It helps, too, that the cookbook does not ask you to spend a lot of money on ingredients, though I always hope people will buy the most sustainably raised meat they can afford. It’ll be ten or twelve dollars for the meat, four dollars for this, a dollar for that, three dollars here and there, and that’s kind of it. Most of the ingredients are in my kitchen at any given time, and probably yours—to make April Bloomfield’s lamb loaf with yogurt and mint (page 96) right now, I’d only need to buy ground lamb, a can of tomatoes, and one of those tiny little single serving cups of Greek style yogurt. This is one of the fancier recipes. The Greek loaf with lamb and feta from the same chapter (page 93) might have been an expensive loaf to make if not for the huge bag of pine nuts from Costco that I already have in my refrigerator, begging for more uses. (Ditto for the tomato paste languishing in the butter compartment on my refrigerator door with an old “rejuvenating” eye gel, ever envious of my frequently replaced tubes of anchovy paste.) And if you mostly keep around things like Fritos, canned beans, cheese, eggs, and meat, there’s a Frito pie loaf for that (page 195). Apparently, it’s amazing.
One thing that is in my kitchen but probably isn’t in yours is a hand-crank meat grinder. It was with this cookbook in mind that I asked for one for Christmas and received it. It’s compact, dishwasher safe, and a tiny fraction of the price of an electric grinder. Wrote Jenn on page 92:
The chefs featured here would also prefer that home cooks grind their own meat. We have a more realistic view of the world, and understand that our readers have jobs and children and Amazon carts that need pruning and crazy eye doctors who keep sending the same bill over and over again.

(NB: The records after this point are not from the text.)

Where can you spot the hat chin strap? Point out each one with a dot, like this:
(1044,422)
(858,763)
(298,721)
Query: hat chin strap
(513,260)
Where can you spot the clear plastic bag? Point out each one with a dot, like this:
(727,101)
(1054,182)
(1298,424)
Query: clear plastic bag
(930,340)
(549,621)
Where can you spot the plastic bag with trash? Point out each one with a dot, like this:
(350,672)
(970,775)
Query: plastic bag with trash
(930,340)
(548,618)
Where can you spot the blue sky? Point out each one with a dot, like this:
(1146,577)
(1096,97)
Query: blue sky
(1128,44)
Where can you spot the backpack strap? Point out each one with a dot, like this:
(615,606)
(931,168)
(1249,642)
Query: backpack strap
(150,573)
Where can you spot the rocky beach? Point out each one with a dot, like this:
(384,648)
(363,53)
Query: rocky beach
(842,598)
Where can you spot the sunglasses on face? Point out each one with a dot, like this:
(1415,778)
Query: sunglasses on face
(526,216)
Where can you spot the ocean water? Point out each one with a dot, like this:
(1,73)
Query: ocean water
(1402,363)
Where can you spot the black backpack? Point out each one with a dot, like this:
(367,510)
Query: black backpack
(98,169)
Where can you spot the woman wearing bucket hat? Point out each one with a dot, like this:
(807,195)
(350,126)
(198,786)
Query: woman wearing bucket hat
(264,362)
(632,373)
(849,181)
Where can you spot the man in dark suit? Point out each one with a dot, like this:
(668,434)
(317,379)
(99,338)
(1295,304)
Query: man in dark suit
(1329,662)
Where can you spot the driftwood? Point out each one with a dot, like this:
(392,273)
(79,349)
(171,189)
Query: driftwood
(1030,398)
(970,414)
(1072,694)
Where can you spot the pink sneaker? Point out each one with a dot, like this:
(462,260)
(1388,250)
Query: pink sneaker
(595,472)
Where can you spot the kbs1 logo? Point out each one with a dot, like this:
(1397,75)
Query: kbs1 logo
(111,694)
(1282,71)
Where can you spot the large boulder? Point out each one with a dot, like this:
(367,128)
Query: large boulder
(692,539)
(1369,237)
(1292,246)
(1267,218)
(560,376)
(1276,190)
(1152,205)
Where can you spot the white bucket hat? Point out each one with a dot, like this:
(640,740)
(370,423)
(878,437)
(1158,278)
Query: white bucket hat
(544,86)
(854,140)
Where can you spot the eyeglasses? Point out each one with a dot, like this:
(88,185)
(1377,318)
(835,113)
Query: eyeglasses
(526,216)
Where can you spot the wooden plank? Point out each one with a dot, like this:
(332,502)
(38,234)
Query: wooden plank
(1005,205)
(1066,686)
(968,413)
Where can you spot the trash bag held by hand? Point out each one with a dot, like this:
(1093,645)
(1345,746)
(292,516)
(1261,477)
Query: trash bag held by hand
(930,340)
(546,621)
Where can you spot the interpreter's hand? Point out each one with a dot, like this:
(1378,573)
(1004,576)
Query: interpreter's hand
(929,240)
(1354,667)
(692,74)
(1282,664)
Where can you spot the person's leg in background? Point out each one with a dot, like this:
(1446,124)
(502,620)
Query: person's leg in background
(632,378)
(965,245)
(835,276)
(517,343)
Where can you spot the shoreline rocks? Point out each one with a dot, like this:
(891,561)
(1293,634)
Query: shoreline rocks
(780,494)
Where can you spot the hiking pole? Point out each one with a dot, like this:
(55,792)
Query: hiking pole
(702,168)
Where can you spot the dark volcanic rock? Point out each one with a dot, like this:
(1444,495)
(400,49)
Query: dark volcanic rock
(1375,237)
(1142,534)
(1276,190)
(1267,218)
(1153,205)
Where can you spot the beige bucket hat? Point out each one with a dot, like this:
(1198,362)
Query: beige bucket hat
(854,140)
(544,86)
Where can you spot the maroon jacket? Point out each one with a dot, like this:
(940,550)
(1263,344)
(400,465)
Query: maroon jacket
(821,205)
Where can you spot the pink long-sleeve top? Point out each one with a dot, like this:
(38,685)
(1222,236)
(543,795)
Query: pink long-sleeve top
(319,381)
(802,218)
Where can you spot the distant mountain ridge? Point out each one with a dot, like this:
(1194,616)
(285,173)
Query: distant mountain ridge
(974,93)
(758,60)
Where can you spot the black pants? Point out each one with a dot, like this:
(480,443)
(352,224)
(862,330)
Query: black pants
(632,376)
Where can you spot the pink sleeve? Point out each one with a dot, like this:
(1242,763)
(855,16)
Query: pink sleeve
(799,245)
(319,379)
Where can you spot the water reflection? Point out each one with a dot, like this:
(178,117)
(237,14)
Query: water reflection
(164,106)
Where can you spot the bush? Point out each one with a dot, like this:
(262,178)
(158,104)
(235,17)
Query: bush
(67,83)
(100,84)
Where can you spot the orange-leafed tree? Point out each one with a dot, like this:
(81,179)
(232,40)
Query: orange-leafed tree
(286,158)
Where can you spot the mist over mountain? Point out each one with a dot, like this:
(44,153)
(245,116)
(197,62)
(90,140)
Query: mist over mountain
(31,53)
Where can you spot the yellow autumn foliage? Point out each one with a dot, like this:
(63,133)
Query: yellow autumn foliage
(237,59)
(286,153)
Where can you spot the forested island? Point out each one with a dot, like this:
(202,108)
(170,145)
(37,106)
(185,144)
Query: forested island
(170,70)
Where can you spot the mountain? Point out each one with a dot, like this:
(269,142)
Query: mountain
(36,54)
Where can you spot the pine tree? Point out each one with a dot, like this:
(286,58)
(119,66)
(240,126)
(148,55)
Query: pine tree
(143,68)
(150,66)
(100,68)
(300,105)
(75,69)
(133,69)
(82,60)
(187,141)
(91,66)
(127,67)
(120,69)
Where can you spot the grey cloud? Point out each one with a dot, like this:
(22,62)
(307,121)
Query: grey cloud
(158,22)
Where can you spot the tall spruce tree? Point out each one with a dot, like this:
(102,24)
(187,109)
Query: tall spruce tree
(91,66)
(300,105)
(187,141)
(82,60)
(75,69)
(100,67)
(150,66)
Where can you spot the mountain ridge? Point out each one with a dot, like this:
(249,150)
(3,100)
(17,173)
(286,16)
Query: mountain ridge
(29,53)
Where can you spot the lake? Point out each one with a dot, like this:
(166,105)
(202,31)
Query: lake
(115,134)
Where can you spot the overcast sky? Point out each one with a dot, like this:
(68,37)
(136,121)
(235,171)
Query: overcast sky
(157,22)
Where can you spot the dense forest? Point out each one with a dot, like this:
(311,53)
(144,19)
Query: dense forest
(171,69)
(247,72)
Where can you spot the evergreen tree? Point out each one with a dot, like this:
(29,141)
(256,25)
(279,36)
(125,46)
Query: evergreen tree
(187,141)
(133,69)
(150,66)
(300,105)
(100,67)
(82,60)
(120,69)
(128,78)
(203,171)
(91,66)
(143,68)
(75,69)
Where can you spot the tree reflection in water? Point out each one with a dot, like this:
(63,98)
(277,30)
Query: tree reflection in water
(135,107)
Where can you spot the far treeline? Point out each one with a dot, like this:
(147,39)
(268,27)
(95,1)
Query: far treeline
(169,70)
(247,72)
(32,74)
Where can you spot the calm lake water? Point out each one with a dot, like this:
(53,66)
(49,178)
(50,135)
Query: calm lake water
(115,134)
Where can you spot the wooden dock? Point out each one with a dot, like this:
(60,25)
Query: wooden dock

After a first failed attempt with my grinder (redeemed by an improvised Italian red sauce braise for all that fresh chuck and pork shoulder) I realized I’d assembled it wrong. I then made Alex Guarnaschelli’s Mom’s meatloaf recipe (page 45) and the Swedish meatball loaf (page 77), with hand-ground meat. The texture—the chew—is astonishing, exciting, and so well worth the small effort. It really is. It also saves money in the long term—ground beef and pork at Whole Foods are both $8 per pound, whereas chuck is $4 per pound, and pork shoulder is $2 per pound, give or take a buck.
I know, I can’t make you (poof!) buy this cookbook. I wish I could. I made the vegetarian loaf with beans because I hate beans—it was the first time I ever cooked beans, truly, ever—and I liked it. The banter is hilarious, the kind of writing that made me want to read in bed instead of watch TV at night. There are even game meat recipes from Paul Ryan and Nancy Pelosi. There is simply nothing not to like. One thing I can do, though, is finally stop talking about it, so you can, you know, if you want, go buy this cookbook. And you will live happily ever after.